You are viewing a plain text version of this content. The canonical link for it is here.

Posted to user@flink.apache.org by Navneeth Krishnan <re...@gmail.com> on 2020/02/01 07:41:53 UTC

Re: Using s3 for checkpointing

Hi Arvid,

Thanks for the response.

I have both the jars under /opt/flink/plugins but I'm still getting the
same error message. Also can someone please provide some pointers on how
entropy works. How should I setup the directory structure?

In the link that you have provided there is a aws-credentials.jar file, not
sure where to get the jar since I don't see it in maven repo.

*Plugins:*

flink-s3-fs-hadoop-1.9.1.jar

flink-s3-fs-presto-1.9.1.jar

*flink-conf:*

high-availability.storageDir: s3p://.../recovery

*Error message:*

Shutting StandaloneSessionClusterEntrypoint down with application status
FAILED. Diagnostics java.io.IOException: Could not create FileSystem for
highly available storage (high-availability.storageDir)

Caused by: org.apache.flink.core.fs.UnsupportedFileSystemSchemeException:
Could not find a file system implementation for scheme 's3p'. The scheme is
not directly supported by Flink and no Hadoop file system to support this
scheme could be loaded.

Caused by: org.apache.flink.core.fs.UnsupportedFileSystemSchemeException:
Hadoop is not in the classpath/dependencies.

Thanks

On Thu, Jan 30, 2020 at 2:37 AM Arvid Heise <ar...@ververica.com> wrote:

> Hi Navneeth,
>
> did you follow the plugin folder structure? [1]
>
> There is another plugin called flink-s3-fs-presto that you can use.
> If you want to use both plugins, use s3a:// for s3-fs-hadoop (output) and
> s3p:// for s3-fs-presto (checkpointing).
>
> [1]
> https://ci.apache.org/projects/flink/flink-docs-master/ops/plugins.html#isolation-and-plugin-structure
>
> On Thu, Jan 30, 2020 at 10:26 AM Navneeth Krishnan <
> reachnavneeth2@gmail.com> wrote:
>
>> Hi All,
>>
>> I'm trying to migrate from NFS to S3 for checkpointing and I'm facing few
>> issues.
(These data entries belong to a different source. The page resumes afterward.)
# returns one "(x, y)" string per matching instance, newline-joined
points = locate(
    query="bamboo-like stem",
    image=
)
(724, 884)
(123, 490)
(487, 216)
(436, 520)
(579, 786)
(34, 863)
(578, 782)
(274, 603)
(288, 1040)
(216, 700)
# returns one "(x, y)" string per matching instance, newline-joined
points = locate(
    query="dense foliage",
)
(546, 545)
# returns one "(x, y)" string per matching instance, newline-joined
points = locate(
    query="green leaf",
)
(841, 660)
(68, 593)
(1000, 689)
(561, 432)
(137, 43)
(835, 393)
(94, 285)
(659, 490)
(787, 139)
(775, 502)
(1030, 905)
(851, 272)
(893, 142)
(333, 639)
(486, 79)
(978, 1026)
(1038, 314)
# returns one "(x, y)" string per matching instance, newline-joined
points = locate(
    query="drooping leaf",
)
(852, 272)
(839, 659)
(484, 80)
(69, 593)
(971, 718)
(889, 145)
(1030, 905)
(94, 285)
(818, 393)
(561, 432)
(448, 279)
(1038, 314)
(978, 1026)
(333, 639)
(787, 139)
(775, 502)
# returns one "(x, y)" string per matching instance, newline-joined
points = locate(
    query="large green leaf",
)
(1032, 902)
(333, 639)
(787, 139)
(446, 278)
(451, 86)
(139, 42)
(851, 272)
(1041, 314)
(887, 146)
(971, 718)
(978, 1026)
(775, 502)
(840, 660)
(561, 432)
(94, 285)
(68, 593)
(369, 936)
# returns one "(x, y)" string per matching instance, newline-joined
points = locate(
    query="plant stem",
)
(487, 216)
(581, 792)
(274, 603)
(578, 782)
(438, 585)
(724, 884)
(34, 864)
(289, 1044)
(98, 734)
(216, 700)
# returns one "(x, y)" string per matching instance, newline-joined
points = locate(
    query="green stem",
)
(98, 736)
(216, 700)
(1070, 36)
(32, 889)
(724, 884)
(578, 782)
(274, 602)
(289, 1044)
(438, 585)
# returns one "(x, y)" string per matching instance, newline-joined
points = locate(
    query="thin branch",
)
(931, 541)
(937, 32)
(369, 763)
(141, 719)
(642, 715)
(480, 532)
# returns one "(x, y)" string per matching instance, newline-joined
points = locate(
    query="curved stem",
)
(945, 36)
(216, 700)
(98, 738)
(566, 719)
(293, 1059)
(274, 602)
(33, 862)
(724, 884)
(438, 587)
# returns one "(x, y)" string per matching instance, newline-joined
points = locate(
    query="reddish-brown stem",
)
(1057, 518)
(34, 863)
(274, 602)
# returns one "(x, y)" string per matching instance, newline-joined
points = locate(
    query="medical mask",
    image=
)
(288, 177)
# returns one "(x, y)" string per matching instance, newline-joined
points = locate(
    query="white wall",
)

I have flink running in docker with flink-s3-fs-hadoop jar
>> copied to plugins folder. Even after having the jar I'm getting the
>> following error: Caused by:
>> org.apache.flink.core.fs.UnsupportedFileSystemSchemeException: Hadoop is
>> not in the classpath/dependencies. Am I missing something?
>>
>> In the documentation it says "Presto is the recommended file system for
>> checkpointing to S3". How can I enable this? Is there a specific
>> configuration that I need to do for this?
>>
>> Also, I couldn't figure out how the entropy injection works. Should I
>> create the bucket with checkpoints folder and flink will automatically
>> inject an entropy and create a per job checkpoint folder or should I create
>> it?
>>
>> bucket/checkpoints/_entropy_/dashboard-job/
>>
>> s3.entropy.key: _entropy_
>> s3.entropy.length: 4 (default)
>>
>> Thanks
>>
>

Re: Using s3 for checkpointing

Posted by Navneeth Krishnan <re...@gmail.com>.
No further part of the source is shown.